Where Cabbage Whites favor mustards, Clouded and Orange Sulphur caterpillars like legumes (the bean/clover family). Like the Cabbage butterflies, adult Sulphurs are found in a variety of open habitats, where they nectar on flowers in the milkweed, composites/aster and bean families. The sight of hundreds of Sulphurs flickering over a field of alfalfa on a mid-summer afternoon is truly grand! Sulphurs also famously gather in groups at puddles to sip the nutrients found in mud. According to Weber’s Butterflies of the North Woods, the Orange Sulphur is a southern butterfly that has extended its range dramatically in the past century (helped along by changing agricultural patterns). Of our two Sulphurs, the Orange Sulphur is less cold-tolerant.

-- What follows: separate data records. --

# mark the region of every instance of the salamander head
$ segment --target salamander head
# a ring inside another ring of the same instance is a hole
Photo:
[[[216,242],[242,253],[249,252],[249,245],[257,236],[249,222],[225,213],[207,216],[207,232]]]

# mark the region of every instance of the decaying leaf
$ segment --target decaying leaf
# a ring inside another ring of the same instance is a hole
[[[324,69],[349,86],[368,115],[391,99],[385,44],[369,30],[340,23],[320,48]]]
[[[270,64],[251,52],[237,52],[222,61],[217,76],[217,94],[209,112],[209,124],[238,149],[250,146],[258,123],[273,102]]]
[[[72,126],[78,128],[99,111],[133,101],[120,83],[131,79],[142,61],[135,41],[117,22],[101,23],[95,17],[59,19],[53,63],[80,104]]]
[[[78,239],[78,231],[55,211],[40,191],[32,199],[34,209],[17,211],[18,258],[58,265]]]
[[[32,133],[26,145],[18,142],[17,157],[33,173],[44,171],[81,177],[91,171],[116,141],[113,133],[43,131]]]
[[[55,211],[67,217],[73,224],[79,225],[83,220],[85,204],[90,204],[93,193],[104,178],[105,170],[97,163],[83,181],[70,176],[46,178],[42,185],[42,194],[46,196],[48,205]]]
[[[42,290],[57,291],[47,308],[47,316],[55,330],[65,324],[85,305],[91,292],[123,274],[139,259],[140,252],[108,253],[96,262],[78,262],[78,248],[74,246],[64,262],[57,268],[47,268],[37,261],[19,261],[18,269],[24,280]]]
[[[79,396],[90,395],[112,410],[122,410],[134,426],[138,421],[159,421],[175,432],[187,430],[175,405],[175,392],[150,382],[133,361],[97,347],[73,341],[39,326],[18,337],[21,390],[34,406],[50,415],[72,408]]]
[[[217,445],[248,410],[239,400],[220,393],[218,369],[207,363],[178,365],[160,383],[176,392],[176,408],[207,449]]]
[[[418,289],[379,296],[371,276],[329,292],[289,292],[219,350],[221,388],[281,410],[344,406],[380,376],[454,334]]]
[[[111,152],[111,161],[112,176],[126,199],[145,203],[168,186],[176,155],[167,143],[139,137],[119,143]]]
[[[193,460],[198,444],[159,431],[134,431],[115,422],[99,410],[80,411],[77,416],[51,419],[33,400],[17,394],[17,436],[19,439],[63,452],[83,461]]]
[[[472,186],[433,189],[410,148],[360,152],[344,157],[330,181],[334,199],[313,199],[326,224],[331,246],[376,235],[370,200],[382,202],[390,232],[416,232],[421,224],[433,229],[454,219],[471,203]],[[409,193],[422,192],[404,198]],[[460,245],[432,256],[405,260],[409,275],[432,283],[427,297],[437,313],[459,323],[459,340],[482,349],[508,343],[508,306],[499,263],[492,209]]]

Probably an Orange Sulphur

Check out A Guide to Observing Insect Lives, by Donald W. Stokes for a great description of spiral flights, an interesting and highly ritualized behavior that is shared by the Cabbage Whites and the Clouded and Orange Sulphurs and, for all the BugLady knows, by other Pierids as well. Spiral flights are “Bug off, Buster” flights initiated by females in response to unwanted attention from a male with romance on his mind. Or by males responding to advances from nearsighted males that have made a gender misidentification (according to Stokes, it is believed that many butterflies cannot recognize even their own species until they are within about a foot of each other).

A large robber fly can catch and fly away with a Sulphur butterfly

The BugLady highly recommends Mike Reese’s excellent Butterfly site: Butterflies of Wisconsin for information about our butterflies, their flight periods and their distribution, along with dynamite pictures. Brock and Kaufman’s Field Guide to Butterflies of North America is a good field guide.